Dhanasekar-S commented 5 years ago

@Arpan142 Exactly the same issue! embedding_table() gives the 32000 tokens from the actual trained model itself

Hazoom commented 5 years ago

@gayatrivenugopal I've just opened a Pull Request #151 with an helper script that does exactly what you need. It gets a file containing list of sentences and outputs a JSON file containing one line per sentence such that each line contains contextual word embedding for each token.

I hope it will be useful.

cpury commented 5 years ago

@Hazoom Awesome, thank you! It seems that answers all my questions. It would be great if it could get merged!

gayatrivenugopal commented 5 years ago

@gayatrivenugopal I've just opened a Pull Request #151 with an helper script that does exactly what you need.

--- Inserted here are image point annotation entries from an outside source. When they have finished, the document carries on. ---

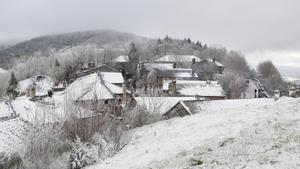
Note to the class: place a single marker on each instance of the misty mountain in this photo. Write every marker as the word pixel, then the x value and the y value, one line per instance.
pixel 45 44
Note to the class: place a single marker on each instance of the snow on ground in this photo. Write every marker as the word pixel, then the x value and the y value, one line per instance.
pixel 2 71
pixel 249 94
pixel 14 128
pixel 121 59
pixel 12 133
pixel 43 84
pixel 4 110
pixel 249 133
pixel 178 58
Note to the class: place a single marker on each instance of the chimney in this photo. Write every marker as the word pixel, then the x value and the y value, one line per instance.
pixel 214 60
pixel 124 98
pixel 193 60
pixel 173 87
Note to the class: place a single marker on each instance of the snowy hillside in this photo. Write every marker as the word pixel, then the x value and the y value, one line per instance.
pixel 249 133
pixel 2 71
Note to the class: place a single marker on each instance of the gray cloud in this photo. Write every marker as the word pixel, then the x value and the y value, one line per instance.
pixel 249 25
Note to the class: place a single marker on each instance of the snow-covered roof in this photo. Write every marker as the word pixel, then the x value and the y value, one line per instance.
pixel 216 62
pixel 121 58
pixel 160 105
pixel 151 66
pixel 42 84
pixel 175 73
pixel 178 58
pixel 112 77
pixel 2 71
pixel 196 88
pixel 89 88
pixel 115 89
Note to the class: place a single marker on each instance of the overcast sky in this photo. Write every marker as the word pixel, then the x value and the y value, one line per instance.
pixel 261 29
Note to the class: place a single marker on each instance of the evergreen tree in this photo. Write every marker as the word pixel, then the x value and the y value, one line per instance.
pixel 189 40
pixel 12 86
pixel 133 59
pixel 57 64
pixel 159 41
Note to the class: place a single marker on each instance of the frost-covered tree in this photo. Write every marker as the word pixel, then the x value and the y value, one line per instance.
pixel 12 86
pixel 271 77
pixel 237 63
pixel 233 85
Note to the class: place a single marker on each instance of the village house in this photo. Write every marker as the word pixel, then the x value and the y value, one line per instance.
pixel 179 61
pixel 93 88
pixel 206 69
pixel 211 90
pixel 121 63
pixel 92 69
pixel 183 108
pixel 157 105
pixel 35 86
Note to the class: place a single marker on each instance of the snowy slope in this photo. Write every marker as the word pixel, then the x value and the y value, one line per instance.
pixel 250 133
pixel 12 134
pixel 2 71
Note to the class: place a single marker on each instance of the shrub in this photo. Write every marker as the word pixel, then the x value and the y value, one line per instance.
pixel 13 161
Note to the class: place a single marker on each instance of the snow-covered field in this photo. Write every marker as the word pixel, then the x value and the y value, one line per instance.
pixel 249 133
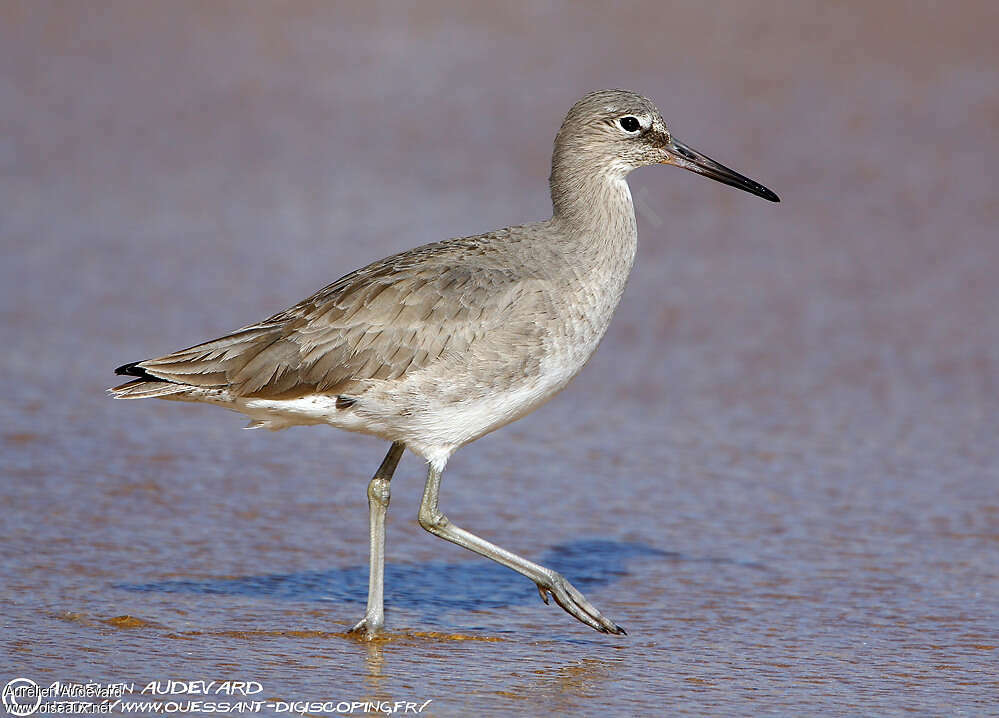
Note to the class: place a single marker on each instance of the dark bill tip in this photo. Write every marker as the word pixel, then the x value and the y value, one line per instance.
pixel 691 159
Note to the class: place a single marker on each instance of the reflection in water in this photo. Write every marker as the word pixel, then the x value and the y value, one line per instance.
pixel 431 587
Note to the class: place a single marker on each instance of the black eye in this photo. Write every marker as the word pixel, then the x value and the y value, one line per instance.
pixel 630 124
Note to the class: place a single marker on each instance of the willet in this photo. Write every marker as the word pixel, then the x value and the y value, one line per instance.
pixel 436 346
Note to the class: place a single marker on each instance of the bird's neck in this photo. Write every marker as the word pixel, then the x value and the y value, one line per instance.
pixel 597 212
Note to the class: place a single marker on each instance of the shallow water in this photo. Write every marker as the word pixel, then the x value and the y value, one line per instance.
pixel 779 473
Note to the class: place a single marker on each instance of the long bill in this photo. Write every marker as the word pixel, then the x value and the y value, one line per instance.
pixel 681 155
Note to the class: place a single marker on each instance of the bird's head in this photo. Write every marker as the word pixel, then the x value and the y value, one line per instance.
pixel 622 130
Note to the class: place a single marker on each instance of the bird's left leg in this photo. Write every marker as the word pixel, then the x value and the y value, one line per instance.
pixel 378 500
pixel 549 582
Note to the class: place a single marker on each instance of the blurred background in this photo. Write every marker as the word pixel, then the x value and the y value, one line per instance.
pixel 779 472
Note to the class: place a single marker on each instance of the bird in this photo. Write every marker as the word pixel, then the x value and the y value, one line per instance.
pixel 437 346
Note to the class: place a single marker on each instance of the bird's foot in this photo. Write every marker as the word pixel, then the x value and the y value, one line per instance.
pixel 575 604
pixel 370 626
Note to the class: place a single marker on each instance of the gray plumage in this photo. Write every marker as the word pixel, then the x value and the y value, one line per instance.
pixel 436 346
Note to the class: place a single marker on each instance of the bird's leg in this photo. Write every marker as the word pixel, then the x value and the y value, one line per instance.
pixel 378 500
pixel 548 581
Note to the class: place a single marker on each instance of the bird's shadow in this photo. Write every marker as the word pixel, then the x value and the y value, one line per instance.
pixel 436 586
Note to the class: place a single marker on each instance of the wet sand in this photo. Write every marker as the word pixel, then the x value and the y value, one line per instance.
pixel 779 473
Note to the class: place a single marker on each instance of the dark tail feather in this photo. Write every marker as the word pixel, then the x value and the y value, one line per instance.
pixel 133 369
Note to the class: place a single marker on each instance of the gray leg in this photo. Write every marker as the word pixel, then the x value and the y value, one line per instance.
pixel 548 581
pixel 378 500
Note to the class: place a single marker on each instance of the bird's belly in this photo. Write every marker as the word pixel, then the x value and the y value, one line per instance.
pixel 442 413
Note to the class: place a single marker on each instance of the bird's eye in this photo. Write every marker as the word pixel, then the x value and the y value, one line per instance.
pixel 630 124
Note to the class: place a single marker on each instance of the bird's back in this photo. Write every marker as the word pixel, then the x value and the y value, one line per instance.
pixel 434 328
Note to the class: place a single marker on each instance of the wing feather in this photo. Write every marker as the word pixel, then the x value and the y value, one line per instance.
pixel 392 317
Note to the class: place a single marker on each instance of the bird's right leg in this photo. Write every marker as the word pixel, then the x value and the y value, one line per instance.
pixel 549 582
pixel 378 500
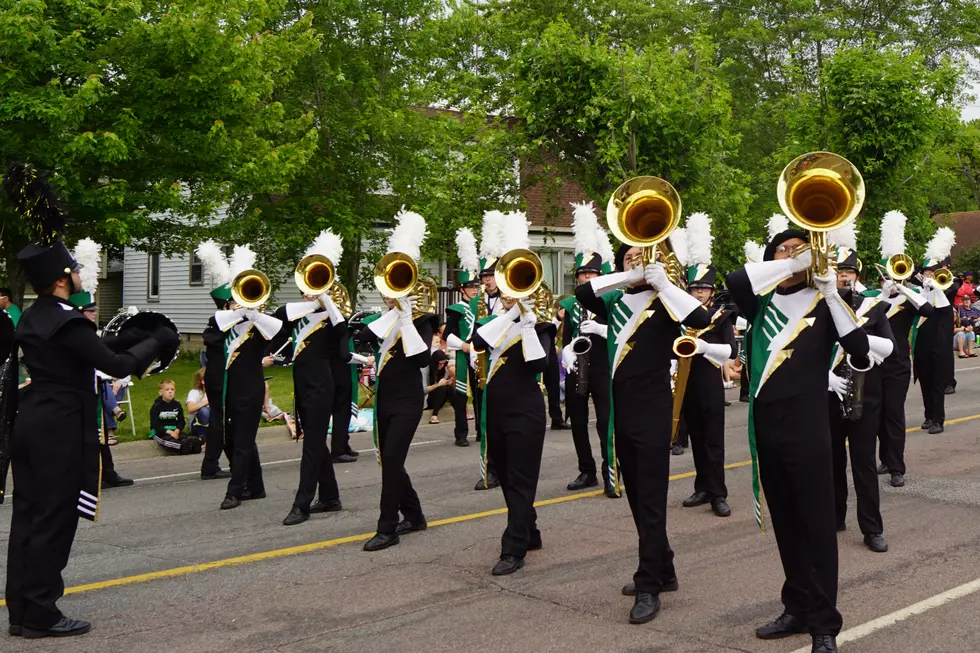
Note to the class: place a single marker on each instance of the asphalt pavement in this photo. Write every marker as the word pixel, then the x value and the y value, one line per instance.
pixel 165 570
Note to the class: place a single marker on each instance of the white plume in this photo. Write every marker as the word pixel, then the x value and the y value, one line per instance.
pixel 89 254
pixel 845 237
pixel 584 226
pixel 214 261
pixel 605 249
pixel 699 239
pixel 242 258
pixel 408 234
pixel 493 231
pixel 466 248
pixel 941 244
pixel 328 244
pixel 678 242
pixel 515 235
pixel 893 234
pixel 754 252
pixel 778 223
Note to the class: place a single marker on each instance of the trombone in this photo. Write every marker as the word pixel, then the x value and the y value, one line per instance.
pixel 820 192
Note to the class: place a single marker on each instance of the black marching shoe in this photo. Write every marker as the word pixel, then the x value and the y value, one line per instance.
pixel 67 627
pixel 333 505
pixel 629 589
pixel 507 565
pixel 720 507
pixel 118 481
pixel 492 482
pixel 295 516
pixel 230 502
pixel 645 608
pixel 876 542
pixel 381 541
pixel 782 626
pixel 404 527
pixel 696 499
pixel 824 644
pixel 583 481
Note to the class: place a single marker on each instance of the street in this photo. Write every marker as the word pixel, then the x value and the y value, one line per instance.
pixel 165 570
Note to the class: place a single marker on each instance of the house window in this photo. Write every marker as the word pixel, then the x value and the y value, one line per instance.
pixel 153 277
pixel 197 270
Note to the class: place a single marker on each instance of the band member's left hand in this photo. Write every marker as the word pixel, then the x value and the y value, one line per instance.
pixel 656 275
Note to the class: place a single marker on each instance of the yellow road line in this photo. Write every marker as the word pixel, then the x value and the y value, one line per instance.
pixel 350 539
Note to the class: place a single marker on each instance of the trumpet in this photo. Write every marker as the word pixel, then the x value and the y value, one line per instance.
pixel 251 289
pixel 643 212
pixel 314 275
pixel 820 192
pixel 898 268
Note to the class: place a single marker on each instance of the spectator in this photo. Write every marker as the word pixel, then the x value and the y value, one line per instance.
pixel 964 337
pixel 167 422
pixel 198 409
pixel 967 289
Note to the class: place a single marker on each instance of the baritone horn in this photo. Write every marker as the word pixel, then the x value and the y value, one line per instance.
pixel 251 289
pixel 820 192
pixel 314 275
pixel 643 212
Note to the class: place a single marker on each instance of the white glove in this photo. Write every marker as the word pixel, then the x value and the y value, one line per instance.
pixel 656 276
pixel 827 284
pixel 593 328
pixel 568 359
pixel 838 385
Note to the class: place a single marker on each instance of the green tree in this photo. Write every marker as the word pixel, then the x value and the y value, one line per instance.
pixel 141 108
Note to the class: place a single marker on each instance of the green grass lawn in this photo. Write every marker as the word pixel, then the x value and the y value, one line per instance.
pixel 144 393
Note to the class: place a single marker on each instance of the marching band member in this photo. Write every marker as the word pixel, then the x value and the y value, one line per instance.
pixel 905 306
pixel 246 332
pixel 846 430
pixel 518 348
pixel 581 323
pixel 314 326
pixel 933 343
pixel 460 320
pixel 704 401
pixel 643 319
pixel 402 349
pixel 793 328
pixel 54 445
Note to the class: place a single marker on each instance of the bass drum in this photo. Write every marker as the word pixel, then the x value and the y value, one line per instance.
pixel 132 322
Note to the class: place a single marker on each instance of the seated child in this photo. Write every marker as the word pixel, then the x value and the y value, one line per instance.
pixel 167 422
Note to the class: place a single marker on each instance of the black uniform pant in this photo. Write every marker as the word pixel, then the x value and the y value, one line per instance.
pixel 396 428
pixel 932 383
pixel 552 383
pixel 861 436
pixel 891 424
pixel 795 464
pixel 517 447
pixel 578 413
pixel 343 398
pixel 241 429
pixel 315 467
pixel 42 529
pixel 705 419
pixel 643 449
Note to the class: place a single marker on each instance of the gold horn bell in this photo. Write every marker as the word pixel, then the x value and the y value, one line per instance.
pixel 251 289
pixel 820 192
pixel 314 275
pixel 643 212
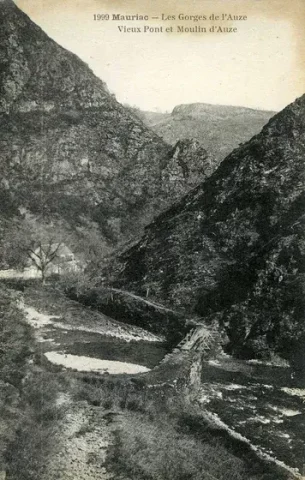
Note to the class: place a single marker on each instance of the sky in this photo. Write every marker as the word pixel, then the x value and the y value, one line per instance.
pixel 262 65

It gets a file containing list of sentences and outputs a JSON file containing one line per sentence such that each line:

  1. Contains contextual word embedding for each token.
  2. Contains a pooled vector from all the tokens, using the pooling strategy input parameter.

I hope it will be useful.

That's GREAT!!! Will try it out and let you know. Thank you!

Hazoom commented 5 years ago

@gayatrivenugopal @cpury Please check now again, I found a bug in the alignment between the real tokens to the padding tokens. Now it was fixed in my repository and in the PR itself.

hiwaveSupport commented 5 years ago

just tried running it with and I am getting the json output of word embeddings. I used gpu_extract script to get the word embeddings. Python 2.7

hiwaveSupport commented 5 years ago

@Hazoom -- how do I force the use of GPU using gpu_extract script? Currently I have 1 GPU but not sure how to specify using GPU as by default it uses on the CPUs. Thanks in advance.

gayatrivenugopal commented 5 years ago

@gayatrivenugopal @cpury Please check now again, I found a bug in the alignment between the real tokens to the padding tokens. Now it was fixed in my repository and in the PR itself.

Thanks a lot. This is extremely useful. Ran the script; got the json output successfully. Thanks again !